Movie with a mismatched ending

Has there ever been a movie made where the ending purposefully didn’t fit? Like a light hearted comedy that out of nowhere turns gritty, realistic, and shockingly violent in the last 15 minutes. I think I would like a movie with the balls to try that.

Something Wild comes to mind.

Adaptation has a deliberately mismatched third-act. But to relate anything about it would not only give away an ingenius twist, but be waaaaaayyyyy too complicated to explain in a mere post. It’s worth the rental anyway, IMO.

Psycho leads you to believe at the start that the movie is about a young office worker who steals from her boss.
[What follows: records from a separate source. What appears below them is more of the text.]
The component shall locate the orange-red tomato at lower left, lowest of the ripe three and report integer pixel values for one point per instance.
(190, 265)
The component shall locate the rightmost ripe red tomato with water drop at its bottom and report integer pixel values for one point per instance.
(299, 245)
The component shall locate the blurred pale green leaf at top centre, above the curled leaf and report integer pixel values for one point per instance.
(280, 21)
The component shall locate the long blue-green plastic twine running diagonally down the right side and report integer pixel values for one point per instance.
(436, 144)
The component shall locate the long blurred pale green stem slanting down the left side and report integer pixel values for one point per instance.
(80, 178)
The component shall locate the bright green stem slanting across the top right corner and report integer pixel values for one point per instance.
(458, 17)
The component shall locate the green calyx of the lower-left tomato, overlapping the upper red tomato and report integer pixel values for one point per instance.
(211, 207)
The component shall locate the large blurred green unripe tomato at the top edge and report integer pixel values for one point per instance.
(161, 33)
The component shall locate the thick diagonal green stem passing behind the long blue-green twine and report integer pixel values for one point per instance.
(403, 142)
But in the end, the movie is not about that girl, that boss or the theft at all.

Zev Steinhardt

Not the ending, exactly, but From Dusk Til Dawn is an example of a movie that takes a sharp right turn halfway through the movie and completely changes genre.
And, again, not the last few minutes, but The Great Waldo Pepper starts out as a light-hearted frolic and then

there's a scene where a woman is wing-walking and freezes in terror.   The hero stages a daring rescue (I think actually boards from another plane) edges across the wing, grabs her hand.... and she falls.    William Goldman, the screenwriter, freely admits that they completely lost the audience at that point.   They were just not expecting tragedy, and the movie bombed.

And, of course, there’s the * hideously * cliched horror movie ending where virtue triumphs, the hero and heroine smooch, and then the camera flicks back to the defeated {monster, horde of insects, evil scientist, supernatural eldritch horror from the beyond} and we see it twitch or subdivide or reanimate.

It can hardly be described as “mismatched” since that would imply that other aspects of the movie actually matched, but the abruptness of the ending to Blazing Saddles with that funky dance number and Dom DeLuise was like icing on a funny cake.

I found Shaun of the Dead to have a rather mismatched ending. For a movie that is for the most part incredibly hilarious and not too serious about the whole zombie situation, it get’s amazingly depressing and downbeat once they get to the pub.

Do tacked on happy endings count, or is that fodder for another thread?

Monty Python and the Holy Grail.

The movie Little Black Book with Brittany Murphy was your basic formulaic romantic comedy, until the ending, which had a rather dark little twist.

When I saw those words, I thought you were about to cite Mulholland Drive.

Last American Virgin - you think, typical teen movie, surely it will have a happy ending? The ending really elevates this movie.

I would also include the rather surprising clog dance with “jazz hands” at the end of Zatoichi the Blind Swordsman.

Pennies from heaven both the TV series and the movie version. A harrowing tale, at the end the tragic hero is hanged for a murder he didn’t commit, his lover is just about to throw herself off a bridge when tragic hero turns up and says something to the effect of "they had to give us a happy ending, didn’t they, " Happy, happy, happy, dance off into the sunrise, credits roll.

“Well, what did you expect in an opera…?”

Oh, Bwoomhilda, you’re so wuvvwy…

The Charles Bronson, Jill Ireland Western “From Noon Til Three” came to mind for me. It starts as something of a romantic romp and takes a definite turn at the end.

Catherine Breillat’s Fat Girl. It’s a slow (i.e. French) pseudo-coming-of-age drama about two sisters: the 15-year-old is sultry and slutty, and the 13 or 14-year old is morose and kind of dumpy and very unhappy as she watches her older sibling catting around while they’re on a family vacation. Then, at the end of the movie, as the family (minus the father) is driving back from the holiday resort…

Major spoilers (don’t read this if you have any intention of seeing the movie, which I recommend to strong-minded and adventurous viewers):The mother pulls their car off into a rest area for the night. Everybody sleeps in the car. A psychotic stranger appears in the middle of the night, breaks into the car, kills the mother and the older sister with a hatchet, and drags the younger sister off into the woods. When the police arrive on the scene the following morning, the younger sister’s reaction to having been violated is… interesting. In an extremely disturbing way.)Basically, the movie turns unexpectedly from a nearly microscopic examination of a relationship between two sisters into something else entirely in the last six or seven minutes. The audience I saw the movie with was basically staggering out through the lobby, suffering emotional whiplash.

Oh, and as long as we’re on the subject of French films:

Haute Tension. After an hour and change of a very effective if small-scale and exploitatively grimy serial-killer thriller, the movie suddenly turns intocomplete and total shit.

I cannot to this day listen to Tannhäuser without singing along. Yet another way to embarrass the children (as if having Wagner CDs in the car isn’t bad enough {if they complain too much about my classical, I put in some Flatt and Scruggs…}).

And now back to the continuing and on-track discussion.

Butch Cassidy and the Sundance Kid

Clerks if it had kept the original ending

The Ladykillers got creepy at the end.